Gene therapy is considered as a new healer of modem medicine since genome sequencing is nearly completed (Anderson, 1992). Numerous methods for gene therapy have been developed in recent years (Mulligan, 1993). Gene therapy vectors used in current clinical trials can be divided into two groups: viral vectors such as retroviruses, adenoviruses or adeno-associated viruses (AAV) and nonviral vectors such as liposomes or naked DNAs (Friedmann, 1999). The most critical parameter of gene therapy is the efficiency of delivery of therapeutic genes to the recipient cells. To meet this goal, vectors need to not only specifically target recipient cells but also stably express therapeutic genes so that the therapeutic effect can be achieved. Lack of tissue-specificity and lack of long-term stable expression are serious drawbacks of current gene therapy vectors (Crystal, 1995).
To obtain efficient delivery of transgenes to target cells, viral vectors are frequently employed for gene therapy protocols. In particular, vectors that are used most often are those derived from retroviruses, adenoviruses or adeno-associated viruses (Crystal, 1995). These viral vectors are nonpathogenic and are designed to be replication-incompetent in recipient cells.
Most attempts to use viral vectors for gene therapy have relied on either retrovirus vectors or adenovirus vectors. Retroviral vectors are capable of maintaining stable gene expression because of their ability to integrate into the cellular genome. However, the disadvantages of retroviral vectors are becoming increasingly clear, including their tropism for dividing cells only, the possibility of insertional mutagenesis upon integration into the cell genome, decreased expression of the transgene over time and the possibility of generation of replication-competent retroviruses. On the other hand adenoviruses can infect nondividing cells, but can induce only transient expression of therapeutic genes. Further, repetitive administration of adenoviral vector to obtain long-term expression frequently induces severe inflammation (Yang et al., 1995). Evidently, these viral vectors need significant improvement before clinical use.

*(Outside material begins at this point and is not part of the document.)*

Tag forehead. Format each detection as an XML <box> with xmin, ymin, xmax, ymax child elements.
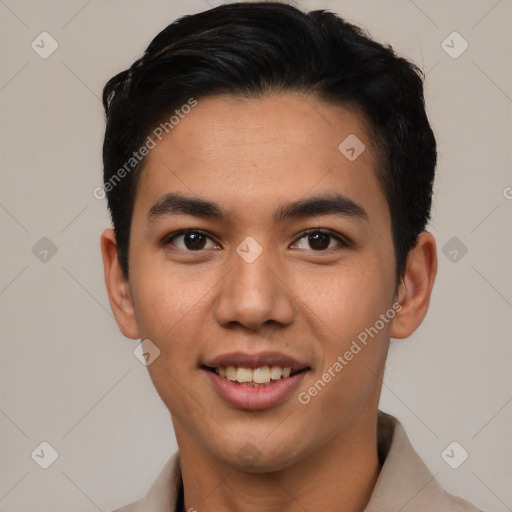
<box><xmin>134</xmin><ymin>93</ymin><xmax>387</xmax><ymax>225</ymax></box>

Although these viral vectors are most frequently used, they have a few unacceptable drawbacks. To improve the lack of tissue specificity, targeted viral vectors have been studied in laboratories (Douglas et al., 1999). However, it is not clear whether targeted viral vectors can be clinically used in the near future.

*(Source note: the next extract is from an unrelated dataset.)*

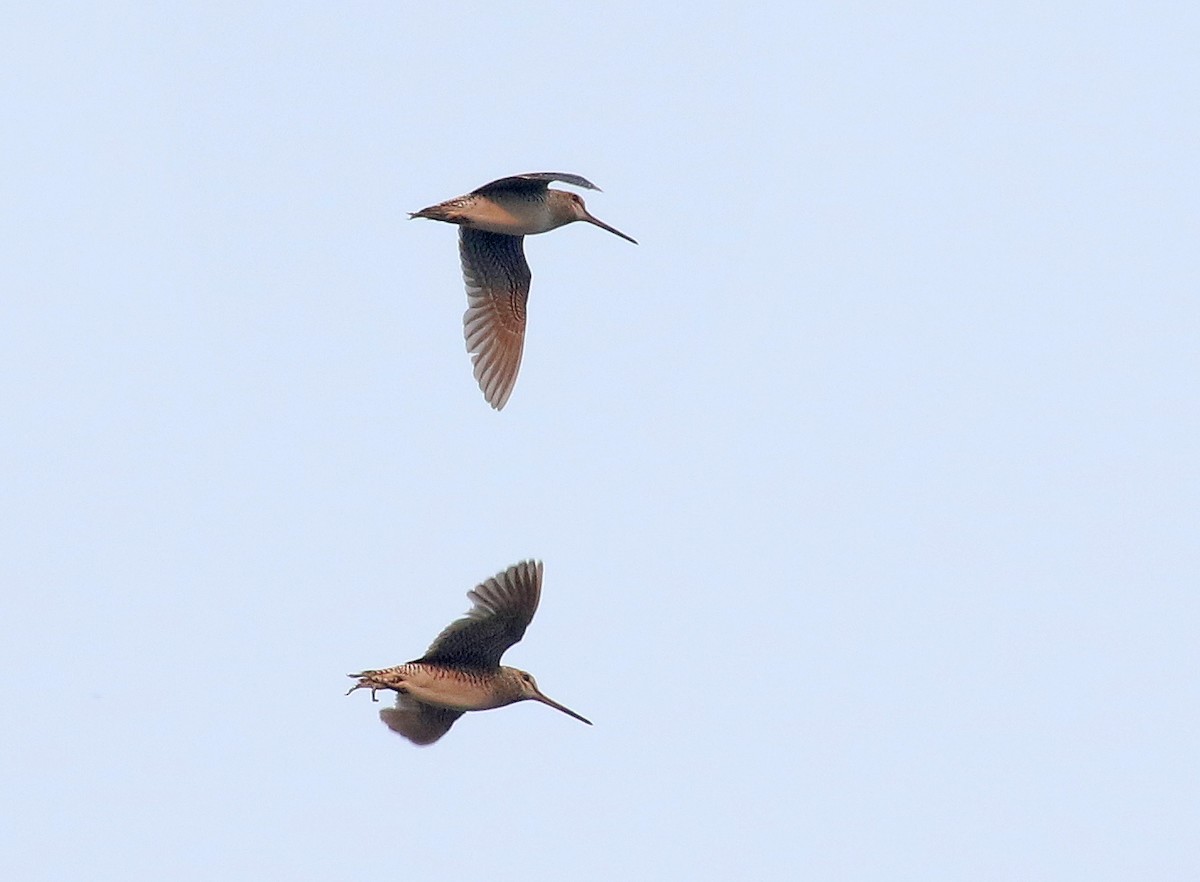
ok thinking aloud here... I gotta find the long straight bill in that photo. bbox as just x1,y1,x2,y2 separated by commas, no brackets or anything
583,212,638,245
535,692,593,725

Regarding liver-directed gene therapy, the protocol for these viral vectors are by and large limited to ex vivo therapy, since these vectors lack tissue-specificity (i. e., hepatocyte-specificity). Ex vivo liver-directed therapy involves the surgical removal of liver cells, transduction of the liver cells in vitro (e. g., infection of the explanted cells with recombinant viral vectors) followed by injection of the genetically modified liver cells into the liver or spleen of the patient. A serious drawback for ex vivo liver-directed gene therapy is the fact that hepatocytes (i. e., liver cells) cannot be maintained and expanded in culture. Besides the technical difficulties and complexities, costs involved in each protocol are evidently astronomical.
Ideally, liver-directed gene therapy would be achieved by in vivo transfer of vectors which specifically target hepatocytes. Vectors derived from hepatotropic viruses, such as hepatitis B viruses (HBV), can be administered via circulation and target hepatocytes using the same receptor as the wild-type virus. However, the hepatitis B viruses have not been explored as a gene therapy vector due to lack of information on cis-acting elements essential for HBV genome replication.

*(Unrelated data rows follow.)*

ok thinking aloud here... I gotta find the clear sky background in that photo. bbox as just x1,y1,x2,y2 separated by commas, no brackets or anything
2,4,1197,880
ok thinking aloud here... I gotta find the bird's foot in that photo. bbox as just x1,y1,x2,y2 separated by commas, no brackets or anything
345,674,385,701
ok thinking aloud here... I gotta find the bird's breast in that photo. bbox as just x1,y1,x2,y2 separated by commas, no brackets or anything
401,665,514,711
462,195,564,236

Hepatitis B virus (HBV) is the prototype of the hepadnaviridae, a family of a small enveloped DNA virus with pronounced host and tissue specificity (Ganem, 1996). Hepadnaviruses have been found in mammals, e.g., human (HBV), woodchuck (WHV) and ground squirrels (GSHV), as well as in birds, e. g., Pekins ducks (DHBV) and grey herons (HHBV).
One of the bottlenecks in developing an HBV-derived gene therapy vector was a lack of information on cis-acting elements that are essential for viral genome replication. Thus, it is prerequisite to map cis-acting elements across the entire HBV genome.